Mercedes hit-and-run case: Delhi Police welcomes JJB decision

It is the first of its kind case since the amendment in Juvenile Justice (Care and Protection of Children) Act, 2015.

Published: 05th June 2016 12:04 AM  |   Last Updated: 05th June 2016 12:04 AM   |  A+A-


NEW DELHI: Delhi Police today welcomed the Juvenile Justice Board's order that allowed a teenager, who allegedly ran over a 32-year-old marketing executive while driving his father's Mercedes, to be tried as an adult.

"First ever judgement...In Mercedes Hit and Run case Juvenile offender will now face trial as an adult...A big victory for prosecution! (sic)" DCP (North) Madhur Verma tweeted after the Board passed an order on the application of Delhi Police which had sought transfer of the case to trial court to try as adult the accused who turned major just four days after the April 4 incident.

It is the first of its kind case since the amendment in Juvenile Justice (Care and Protection of Children) Act, 2015, which allowed the Board to transfer cases of heinous offences by children to Sessions court. In initial stages, the family of the victim was dissatisfied with the investigation by the police. They had communicated the matter to Delhi Police Commissioner Alok Kumar Verma following which the investigating officer of the case was changed and stricter penal sections were added.
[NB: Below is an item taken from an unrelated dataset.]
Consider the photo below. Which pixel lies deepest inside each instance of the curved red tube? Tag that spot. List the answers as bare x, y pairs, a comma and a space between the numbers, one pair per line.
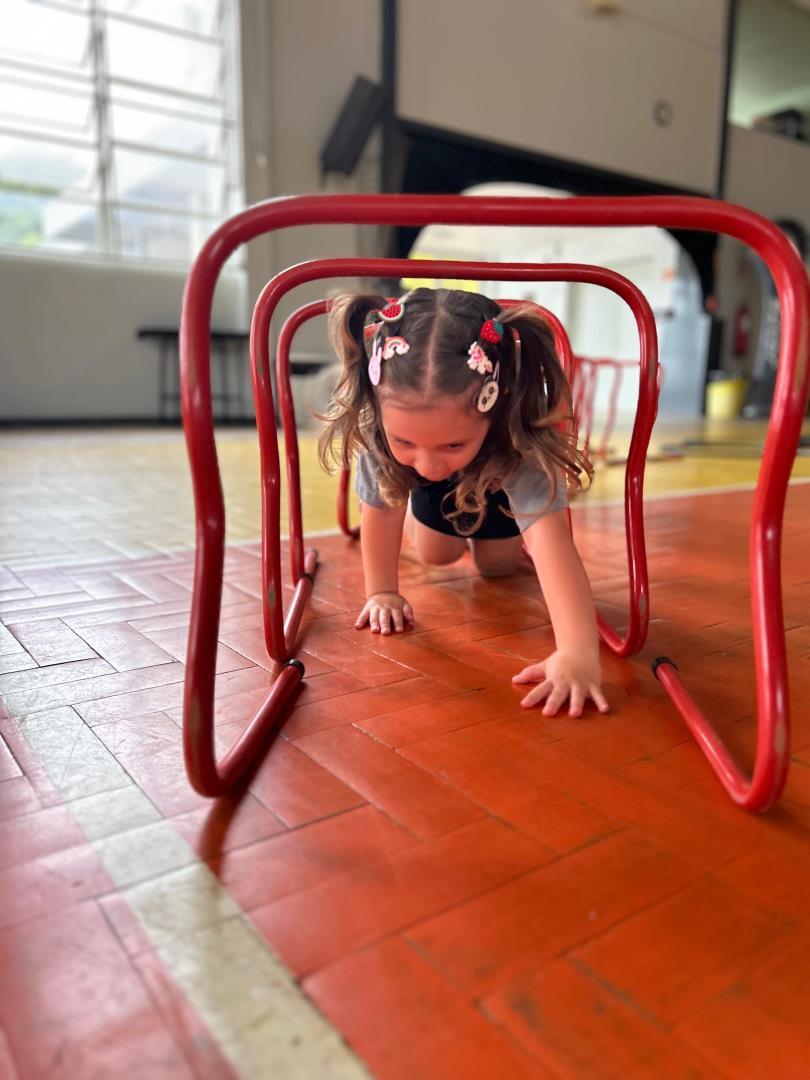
279, 286
791, 396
The teenger was initially booked for the charge of rash driving and negligence causing death but later, considering his past record of rash and negligent driving (an act, which in itself in unlawful in case of a minor), police slapped the charge of culpable homicide not amounting to murder. Under the new provisions of the Juvenile Justice (Care and Protection of Children) Act implemented in January, minors in the 16-18 age group can be tried as adults in cases of heinous crimes.

Last week, Delhi Police had filed the charge sheet in the Mercedes hit-and-run case and moved an application urging the Juvenile Justice Board to treat the 17-year-old accused like an adult under the new provisions of the law. His father, whose Mercedes he was driving, too was charged with abetting his son's crime and his father's driver who tried to mislead police, was also booked under relevant sections of IPC.